The first trace of the avenue (at Luxor) was found in 1949 when Egyptian archaeologist Mohammed Zakaria Ghoneim discovered eight statues near the Luxor Temple with 17 more statues uncovered from 1958 to 1961 and 55 unearthed from 1961 to 1964 all within a perimeter of 250 meters. From 1984 to 2000, the entire route of the walkway was finally determined, leaving it to excavators to uncover the road. The original 1,057 statues are along the way, and they are divided into three shapes:

- The first shape is a lion's body with a ram's head erected on an area of approximately 1,000 feet between the Karnak temple and the Precinct of Mut during the reign of the ruler of the New Kingdom Tutankhamun.
- The second shape is a full ram statue, built in a remote area during the eighteenth dynasty of Amenhotep III, before being transferred later to the Karnak complex.
- The third shape which includes the largest part of the statues is a statue of the Sphinx (body of a lion and head of a human), the statues extend over a mile to Luxor Temple.

== Renovation and Grand Reopening ==

On 25 November 2021, the avenue was opened to the public having concluded restoration works that took over seven decades to complete. The opening ceremonies consisted of a parade that featured participants in pharaonic dress, a symphony orchestra, lighting effects, professional dancers, boats on the Nile and horse drawn carriages. Three golden pharaonic-style model boats dedicated to the ancient sun god Amun Ra, moon god Khonsu and mother goddess Mut were carried by men in sheer gold and black robes.

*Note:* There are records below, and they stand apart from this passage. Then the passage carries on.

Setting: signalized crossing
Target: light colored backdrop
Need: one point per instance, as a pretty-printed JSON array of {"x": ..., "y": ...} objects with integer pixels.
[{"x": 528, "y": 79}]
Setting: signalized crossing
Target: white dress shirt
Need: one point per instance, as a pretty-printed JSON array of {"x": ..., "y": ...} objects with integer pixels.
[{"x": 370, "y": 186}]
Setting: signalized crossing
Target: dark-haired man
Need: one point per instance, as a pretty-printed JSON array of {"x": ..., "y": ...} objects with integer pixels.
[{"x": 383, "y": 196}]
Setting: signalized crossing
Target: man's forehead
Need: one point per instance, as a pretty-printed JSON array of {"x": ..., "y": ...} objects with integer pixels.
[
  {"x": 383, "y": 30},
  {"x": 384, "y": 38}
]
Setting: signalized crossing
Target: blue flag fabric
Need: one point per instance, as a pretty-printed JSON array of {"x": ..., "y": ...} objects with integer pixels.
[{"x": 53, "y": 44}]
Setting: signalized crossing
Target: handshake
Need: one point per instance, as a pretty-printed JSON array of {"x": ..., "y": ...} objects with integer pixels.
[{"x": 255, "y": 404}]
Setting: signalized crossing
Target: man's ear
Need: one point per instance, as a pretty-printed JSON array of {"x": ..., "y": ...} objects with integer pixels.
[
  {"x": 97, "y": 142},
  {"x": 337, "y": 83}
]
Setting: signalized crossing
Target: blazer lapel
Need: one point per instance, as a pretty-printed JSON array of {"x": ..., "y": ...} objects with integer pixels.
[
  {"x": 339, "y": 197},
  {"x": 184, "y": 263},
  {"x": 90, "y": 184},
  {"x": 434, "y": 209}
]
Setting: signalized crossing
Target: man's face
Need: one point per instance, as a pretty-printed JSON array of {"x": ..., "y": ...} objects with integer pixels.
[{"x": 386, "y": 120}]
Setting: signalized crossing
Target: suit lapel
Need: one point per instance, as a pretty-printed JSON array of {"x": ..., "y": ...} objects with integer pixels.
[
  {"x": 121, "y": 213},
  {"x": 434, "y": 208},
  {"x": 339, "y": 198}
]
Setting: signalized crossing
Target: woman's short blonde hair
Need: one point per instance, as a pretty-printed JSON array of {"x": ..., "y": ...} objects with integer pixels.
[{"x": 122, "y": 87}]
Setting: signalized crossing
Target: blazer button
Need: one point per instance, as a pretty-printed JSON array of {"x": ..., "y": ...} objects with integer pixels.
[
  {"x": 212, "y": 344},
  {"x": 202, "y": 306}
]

The vision for this event was created by a team under the German University in Cairo. Egyptian President Abdel Fattah el-Sisi attended the city-wide spectacle. By that time, the avenue was lined with 1057 statues in total including 807 sphinx-shaped and 250 others with a ram-shaped head.

Zahi Hawass called the Luxor site "the largest open [air] museum, the largest archeological site in the world that tells the history of Egypt from the 2,000 BC era known as the Dynasty XI — until the Roman Period."